Uno de los factores que intervienen en la decisión de cuándo bañarse es la presión arterial. Al levantarse por la mañana, muchas personas experimentan una baja temporal de la presión arterial conocida como hipotensión ortostática. Esto ocurre porque el cuerpo necesita un poco de tiempo para adaptarse a la posición vertical después de haber estado acostado durante la noche. Durante esta transición, los mayores podrían sentirse mareados o inestables, lo que incrementa el riesgo de caídas mientras se preparan para el baño.

Ventajas de Bañarse por la Noche
Bañarse por la noche puede proporcionar varios beneficios, no solo en términos de seguridad, sino también en la calidad de vida.
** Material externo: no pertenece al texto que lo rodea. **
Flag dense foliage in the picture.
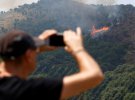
[0,0,135,100]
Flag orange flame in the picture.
[91,26,109,36]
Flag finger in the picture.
[76,27,82,35]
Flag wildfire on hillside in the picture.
[91,26,110,37]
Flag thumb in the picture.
[76,27,82,35]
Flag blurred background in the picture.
[0,0,135,100]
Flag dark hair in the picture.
[0,30,37,59]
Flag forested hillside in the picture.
[0,0,135,100]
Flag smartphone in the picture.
[49,34,65,47]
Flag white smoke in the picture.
[0,0,38,11]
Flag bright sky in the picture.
[0,0,135,11]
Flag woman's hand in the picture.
[64,28,84,54]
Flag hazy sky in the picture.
[0,0,135,11]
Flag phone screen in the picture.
[49,34,65,46]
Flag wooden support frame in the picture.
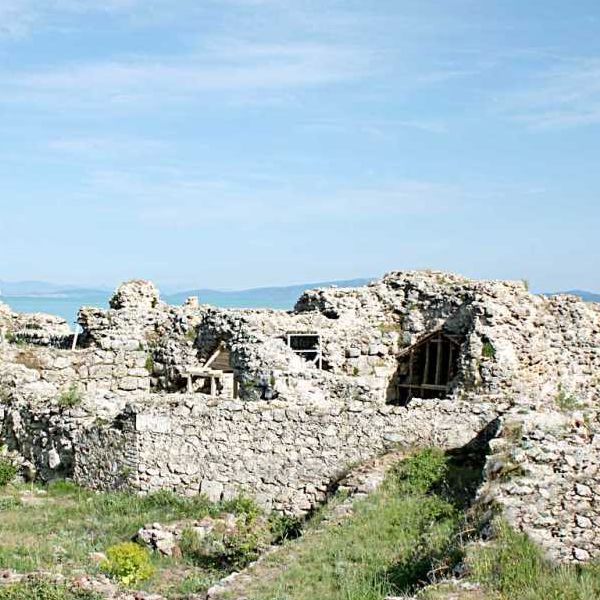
[396,329,462,404]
A continuación, presentamos algunas de las principales ventajas:
- Relajación: Terminar el día con un baño caliente puede ayudar a relajar los músculos y reducir el estrés acumulado. Esto es especialmente beneficioso para aquellos que padecen de tensión o incomodidad física.
- Mejor sueño: Un baño por la noche puede inducir a un sueño más profundo y reparador. La temperatura del cuerpo disminuye tras el baño, lo que envía señales al cerebro que facilitan el sueño.
- Menor riesgo de caídas: Bañarse por la noche, cuando el cuerpo ya está en estado de reposo, puede disminuir la posibilidad de sufrir mareos o pérdidas de equilibrio debido a cambios bruscos de posición.
- Tiempo para uno mismo: La noche es un momento menos apresurado para darse un baño. Esto permite tomarse el tiempo que se necesita para una higiene adecuada y una experiencia más placentera.
Consejos para un Baño Seguro
A continuación, presentamos algunas recomendaciones para asegurar una experiencia de baño segura para los adultos mayores:
- Instalación de barras de apoyo: Colocar barras de apoyo en la ducha y cerca del inodoro puede ayudar a evitar caídas. Asegúrate de que estén bien instaladas y sean fáciles de usar.
- Uso de alfombrillas antideslizantes: Las alfombrillas en el piso de la ducha y en el área del baño pueden proporcionar un agarre adicional y prevenir resbalones.
- Bañera o ducha accesible: Considera la posibilidad de instalar una bañera de entrada baja o un asiento de ducha para facilitar el acceso y la comodidad mientras se baña.
- Iluminación adecuada: Mantén el baño bien iluminado para evitar tropiezos y caídas. Usa luces nocturnas si es necesario y asegúrate de que los interruptores sean accesibles.
- Asistencia si es necesario: Si existe inestabilidad o temor de caerse, no dudes en pedir asistencia a un familiar o un cuidador durante el baño.
Conclusión
Bañarse es una parte esencial de la higiene diaria, pero para las personas mayores, puede conllevar riesgos significativos. Optar por bañarse por la noche no solo puede ser más seguro, sino que también puede mejorar la calidad del sueño y proporcionar un momento de relajación al final del día. Implementar medidas de seguridad en el baño y seguir recomendaciones adecuadas puede marcar una gran diferencia en la vida de los adultos mayores. Recuerda, la salud y el bienestar deben ser una prioridad a cualquier edad, y cada pequeño paso cuenta en la mejora de nuestra calidad de vida.